By Jan Strupczewski
BRUSSELS (Reuters) – Future euro zone bailout programmes should aim more at restoring economic growth rather than focusing mainly on fiscal tightening, and their length should be set accordingly, an independent report commissioned by the bloc’s bailout fund said.
“Besides the necessarily ambitious fiscal adjustments to restore budgetary and public debt positions, fostering endogenous growth must be one of the key objectives of every financial assistance programme,” the report writers, who looked at three euro zone bailout programmes for Greece, said.
Greece lost market access in 2010 after it emerged that its budget deficit in 2009 was equivalent to 15.4% of GDP rather than the 3.7% forecast earlier. Athens had to rely on cheap loans from euro zone governments for almost nine years to finance itself.
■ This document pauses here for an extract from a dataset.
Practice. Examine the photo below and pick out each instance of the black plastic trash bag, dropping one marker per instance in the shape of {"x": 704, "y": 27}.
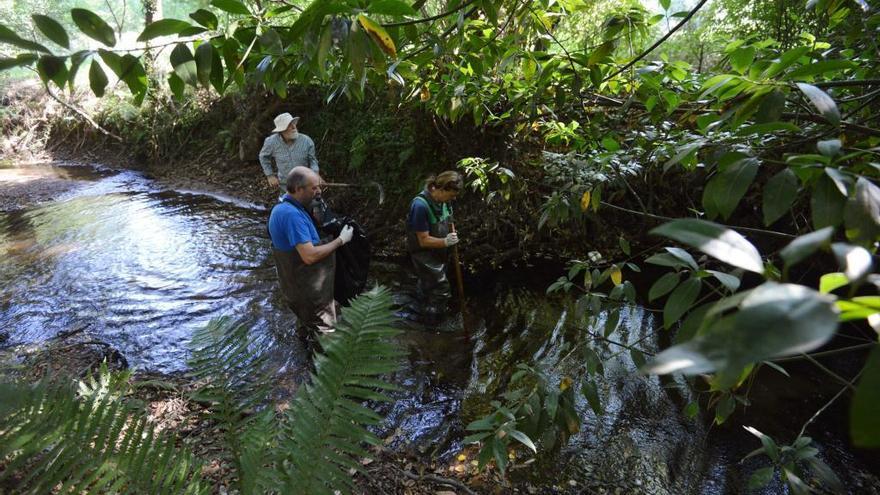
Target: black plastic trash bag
{"x": 352, "y": 259}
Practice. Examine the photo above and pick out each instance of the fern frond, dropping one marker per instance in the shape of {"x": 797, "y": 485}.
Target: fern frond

The three-year bailouts, designed jointly by the euro zone and the International Monetary Fund, imposed tough reforms and triggered a lot of Greek resentment as they focused strongly on restoring the viability of the country’s public finances.
Already in recession in 2008 and 2009, Greece suffered four more years of contracting output after the collapse of its public finances in 2010.
The economy eked out growth in 2014 as the first results of bailout-linked reforms started to show, but plunged back into recession in 2015 and 2016 when the new, left-wing government of Alexis Tsipras decided to go back on already-agreed bailout reforms.
The back-and-forth with Athens frustrated euro zone officials who complained about Greece’s inability to implement what had been agreed.
The writers of the report for the ESM bailout fund, entitled “Lessons from Financial Assistance to Greece”, said future bailouts should foresee such problems.
“The programme design should derive its objectives and length from an analysis of the main problems to be tackled, including societal realities,” they said. “Programme duration must hinge on these objectives.”
“Some of the important elements to be assessed in programme design are the degree of the beneficiary country’s institutional capacity… The programme should also include an analysis of …how to adjust the initial timetable to changing circumstances,” they said.
They also said future bailouts should limit the number of economic problems they are aimed at solving and focus on just a few priorities. There should be less infighting among institutions involved in setting the bailout conditions and better monitoring of continued reform implementation after the bailout ends.